This research finds that urban food policies in the Global North do not meaningfully consider immigrants and their experience of food. It argues many urban food policies promote dominant and nationalist understandings of healthy and sustainable food without recognising immigrants’ food-related knowledge and skills.
Abstract
Multicultural cities in the Global North are rapidly developing and releasing urban food policies that outline municipal visions of sustainable food systems. In turn, these policies shape conceptions of food citizenship in the city. While these policies largely absorb activities previously associated with “alternative” food systems, little is known about how they respond to critical food and race scholars who have noted that these food practices and spaces have historically marginalized immigrants.
A critical discourse analysis of 22 urban food policies from Global North cities reveals that most policies do not meaningfully consider immigrant foodscapes, foodways, and food-related labour. Many promote hegemonic and/or ethno-nationalistic understandings of “healthy” and “sustainable” food without recognizing immigrants’ food-related knowledge and skills.

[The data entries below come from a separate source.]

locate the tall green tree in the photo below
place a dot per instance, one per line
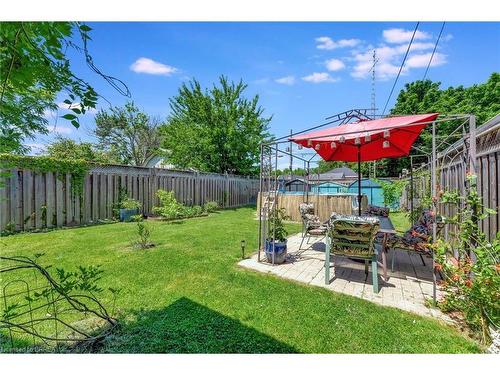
(64, 148)
(215, 130)
(34, 69)
(128, 134)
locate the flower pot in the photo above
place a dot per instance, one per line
(127, 213)
(276, 248)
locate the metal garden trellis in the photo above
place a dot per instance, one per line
(270, 151)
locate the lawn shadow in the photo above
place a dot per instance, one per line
(188, 327)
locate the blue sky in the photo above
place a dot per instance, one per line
(302, 72)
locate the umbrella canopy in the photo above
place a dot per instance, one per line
(389, 137)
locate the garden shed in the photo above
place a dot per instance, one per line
(329, 187)
(371, 188)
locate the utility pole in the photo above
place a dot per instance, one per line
(373, 104)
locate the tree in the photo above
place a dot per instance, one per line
(64, 148)
(34, 70)
(216, 130)
(426, 96)
(127, 133)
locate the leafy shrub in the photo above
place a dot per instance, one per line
(130, 204)
(277, 226)
(391, 191)
(211, 206)
(143, 233)
(169, 207)
(472, 286)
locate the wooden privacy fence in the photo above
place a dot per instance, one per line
(30, 200)
(452, 169)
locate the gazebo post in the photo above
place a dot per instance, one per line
(434, 206)
(260, 200)
(411, 190)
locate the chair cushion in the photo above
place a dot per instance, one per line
(321, 231)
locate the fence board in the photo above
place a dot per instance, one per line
(26, 193)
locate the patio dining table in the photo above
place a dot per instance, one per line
(386, 228)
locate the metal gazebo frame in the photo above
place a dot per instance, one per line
(271, 151)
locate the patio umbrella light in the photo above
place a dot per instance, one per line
(356, 138)
(367, 140)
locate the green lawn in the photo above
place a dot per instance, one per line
(188, 295)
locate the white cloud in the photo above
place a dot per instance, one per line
(334, 64)
(148, 66)
(389, 60)
(422, 60)
(319, 78)
(447, 37)
(403, 36)
(325, 42)
(288, 80)
(261, 81)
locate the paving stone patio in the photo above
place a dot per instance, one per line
(407, 288)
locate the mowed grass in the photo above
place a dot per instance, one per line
(188, 295)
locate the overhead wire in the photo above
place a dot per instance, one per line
(401, 67)
(433, 52)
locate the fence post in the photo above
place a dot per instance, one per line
(226, 190)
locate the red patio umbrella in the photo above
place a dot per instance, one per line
(369, 140)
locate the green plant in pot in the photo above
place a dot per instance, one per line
(276, 237)
(128, 208)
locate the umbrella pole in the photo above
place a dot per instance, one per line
(359, 180)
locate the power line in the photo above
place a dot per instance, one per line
(401, 67)
(432, 55)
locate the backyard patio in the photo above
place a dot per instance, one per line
(409, 286)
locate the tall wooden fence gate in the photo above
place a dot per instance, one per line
(30, 200)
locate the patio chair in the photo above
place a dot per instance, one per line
(311, 225)
(372, 210)
(417, 238)
(353, 237)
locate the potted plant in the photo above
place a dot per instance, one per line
(276, 238)
(128, 208)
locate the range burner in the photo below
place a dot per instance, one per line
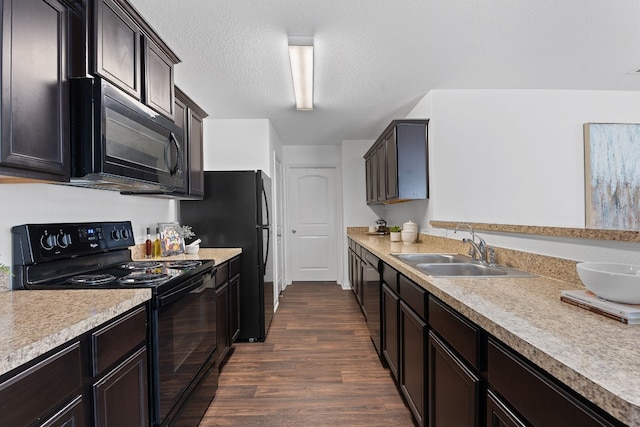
(184, 264)
(142, 265)
(143, 278)
(92, 279)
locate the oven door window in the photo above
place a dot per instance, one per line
(186, 340)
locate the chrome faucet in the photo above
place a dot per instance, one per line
(478, 251)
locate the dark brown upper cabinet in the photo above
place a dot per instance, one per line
(129, 53)
(189, 116)
(38, 39)
(397, 164)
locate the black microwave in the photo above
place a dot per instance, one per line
(118, 143)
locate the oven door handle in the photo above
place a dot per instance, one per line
(197, 285)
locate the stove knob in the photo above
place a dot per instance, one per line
(47, 242)
(64, 240)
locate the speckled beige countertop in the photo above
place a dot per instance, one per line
(597, 357)
(34, 322)
(219, 255)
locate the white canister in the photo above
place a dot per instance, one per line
(409, 236)
(410, 226)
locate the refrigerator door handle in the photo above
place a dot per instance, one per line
(265, 199)
(266, 256)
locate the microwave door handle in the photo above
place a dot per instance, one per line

Policies largely fail to connect the topic of immigrant labour with goals like shortening supply chains, subject immigrant neighbourhoods to stigmatizing health discourses, and lack acknowledgement of the barriers immigrants may face to participating in sustainable food systems.
Relatedly, policy discourses articulate forms of food citizenship that emphasize individual obligations over rights related to food. This jeopardizes the potential for immigrants to be seen as belonging to dominant political urban food communities and benefitting from the symbolic and material rewards associated with them.
Reference
Bonnevera, I. “New food cultures” and the absent food citizen: immigrants in urban food policy discourse. Agric Hum Values (2024).